The peaked head shape is a specific type of aesthetic head deformity in which the midline of the skull is appreciably higher than that of the sides. This creates an inverted V-shape to the head in front view. Thus can be caused by an isolated high sagittal ridge, a normal sagittal ridge with parasagittal-temporal line deficiency or a combination of both.
In determining the treatment of the peaked head shape the key is preoperative computer imaging. I like to review with the patient the options of sagittal ridge reduction only, parasagittal or parasagittal-temporal line augmentation only or some combination of the two. Which one of the three looks best to the patient is the right choice. The only caveat is that there are limits as to how much sagittal ridge reduction can be done and often in the peak head shape there is an upper back of the head deficiency as well.
The most common treatment for the peaked head shape is a combination of posterior sagittal ridge reduction and parasagittal-temporal-parietal augmentation. Up to 5mms or so of the sagittal crest can be reduced while the augmentation can be more significant in thickness.

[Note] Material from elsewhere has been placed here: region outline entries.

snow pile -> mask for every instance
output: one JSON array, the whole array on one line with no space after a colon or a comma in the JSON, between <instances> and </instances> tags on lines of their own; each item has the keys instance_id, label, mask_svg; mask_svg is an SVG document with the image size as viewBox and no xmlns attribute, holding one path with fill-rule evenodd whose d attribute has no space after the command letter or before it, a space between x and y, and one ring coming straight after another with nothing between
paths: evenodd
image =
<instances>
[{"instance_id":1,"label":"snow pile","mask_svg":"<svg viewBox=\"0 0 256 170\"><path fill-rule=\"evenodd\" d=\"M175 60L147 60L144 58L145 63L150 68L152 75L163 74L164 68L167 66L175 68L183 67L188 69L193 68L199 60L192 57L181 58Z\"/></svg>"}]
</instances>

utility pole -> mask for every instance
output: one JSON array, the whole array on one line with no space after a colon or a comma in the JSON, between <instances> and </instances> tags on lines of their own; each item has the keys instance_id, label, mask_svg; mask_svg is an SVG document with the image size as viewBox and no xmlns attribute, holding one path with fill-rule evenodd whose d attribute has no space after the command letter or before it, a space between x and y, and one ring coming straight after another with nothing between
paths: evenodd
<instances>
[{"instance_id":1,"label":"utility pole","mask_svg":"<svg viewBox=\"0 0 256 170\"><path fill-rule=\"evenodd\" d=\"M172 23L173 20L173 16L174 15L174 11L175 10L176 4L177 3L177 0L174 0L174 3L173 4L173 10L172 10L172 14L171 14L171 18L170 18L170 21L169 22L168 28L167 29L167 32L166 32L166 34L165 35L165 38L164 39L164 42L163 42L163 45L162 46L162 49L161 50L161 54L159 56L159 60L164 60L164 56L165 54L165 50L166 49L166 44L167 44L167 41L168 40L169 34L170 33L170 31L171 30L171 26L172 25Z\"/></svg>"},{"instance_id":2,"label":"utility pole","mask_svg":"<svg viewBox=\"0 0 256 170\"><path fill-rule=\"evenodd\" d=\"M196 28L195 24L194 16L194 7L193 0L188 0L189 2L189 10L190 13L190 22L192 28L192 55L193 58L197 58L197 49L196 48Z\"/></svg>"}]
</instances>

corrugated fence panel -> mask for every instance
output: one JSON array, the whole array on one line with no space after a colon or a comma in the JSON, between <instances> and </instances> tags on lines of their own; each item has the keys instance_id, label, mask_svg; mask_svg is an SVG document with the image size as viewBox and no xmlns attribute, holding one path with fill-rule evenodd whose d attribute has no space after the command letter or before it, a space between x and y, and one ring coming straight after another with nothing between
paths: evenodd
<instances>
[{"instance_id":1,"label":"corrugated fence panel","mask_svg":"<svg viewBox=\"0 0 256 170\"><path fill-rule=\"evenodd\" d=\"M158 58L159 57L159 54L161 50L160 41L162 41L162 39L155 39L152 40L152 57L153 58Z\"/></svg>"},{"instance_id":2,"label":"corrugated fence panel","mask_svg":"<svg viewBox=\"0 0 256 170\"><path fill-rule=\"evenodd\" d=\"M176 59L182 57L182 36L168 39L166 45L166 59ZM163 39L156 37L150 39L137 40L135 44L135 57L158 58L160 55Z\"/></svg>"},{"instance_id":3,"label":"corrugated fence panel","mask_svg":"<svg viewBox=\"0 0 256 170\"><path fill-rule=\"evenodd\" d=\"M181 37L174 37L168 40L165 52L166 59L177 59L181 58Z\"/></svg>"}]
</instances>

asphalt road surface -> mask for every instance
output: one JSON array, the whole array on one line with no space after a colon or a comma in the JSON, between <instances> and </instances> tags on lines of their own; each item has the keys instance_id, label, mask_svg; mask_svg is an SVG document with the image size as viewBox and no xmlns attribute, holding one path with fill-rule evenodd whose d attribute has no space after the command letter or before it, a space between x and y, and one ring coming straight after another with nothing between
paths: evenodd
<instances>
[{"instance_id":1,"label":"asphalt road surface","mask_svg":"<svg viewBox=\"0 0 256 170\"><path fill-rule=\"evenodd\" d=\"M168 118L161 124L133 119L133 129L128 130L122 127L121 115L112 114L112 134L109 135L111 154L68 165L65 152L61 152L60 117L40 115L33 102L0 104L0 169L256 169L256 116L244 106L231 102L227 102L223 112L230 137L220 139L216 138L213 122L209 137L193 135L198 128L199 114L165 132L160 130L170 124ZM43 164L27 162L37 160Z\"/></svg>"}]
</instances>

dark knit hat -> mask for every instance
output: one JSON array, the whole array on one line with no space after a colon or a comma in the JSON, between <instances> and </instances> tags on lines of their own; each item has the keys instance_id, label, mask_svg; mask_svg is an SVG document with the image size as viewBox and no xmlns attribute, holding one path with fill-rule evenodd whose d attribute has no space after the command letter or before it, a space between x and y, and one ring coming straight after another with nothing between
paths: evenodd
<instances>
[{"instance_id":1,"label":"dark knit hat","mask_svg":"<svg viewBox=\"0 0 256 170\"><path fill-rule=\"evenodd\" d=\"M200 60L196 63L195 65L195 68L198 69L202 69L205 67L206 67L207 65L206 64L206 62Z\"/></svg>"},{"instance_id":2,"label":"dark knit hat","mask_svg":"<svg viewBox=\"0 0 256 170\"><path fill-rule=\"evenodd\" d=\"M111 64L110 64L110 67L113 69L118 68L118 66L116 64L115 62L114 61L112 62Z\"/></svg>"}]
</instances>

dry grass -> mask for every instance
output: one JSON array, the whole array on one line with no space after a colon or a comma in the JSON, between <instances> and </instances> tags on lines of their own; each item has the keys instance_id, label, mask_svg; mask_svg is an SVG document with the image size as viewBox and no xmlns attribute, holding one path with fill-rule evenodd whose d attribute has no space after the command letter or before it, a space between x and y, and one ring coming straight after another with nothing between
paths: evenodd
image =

The key in the custom skull implant design is that it must wrap around the sagittal ridge like a horseshoe. While my initial skull implants had this design I have subsequently evolved to have a very thin layer of implant material cross over the reduced sagittal ridge. By so doing there is no risk of implant edging between the reduced sagittal ridge and the implant as well as no risk of the parasagittal part of the implant bending during placement. With a 1mm connection across the sagittal ridge this is a negligible put back of ridge thickness.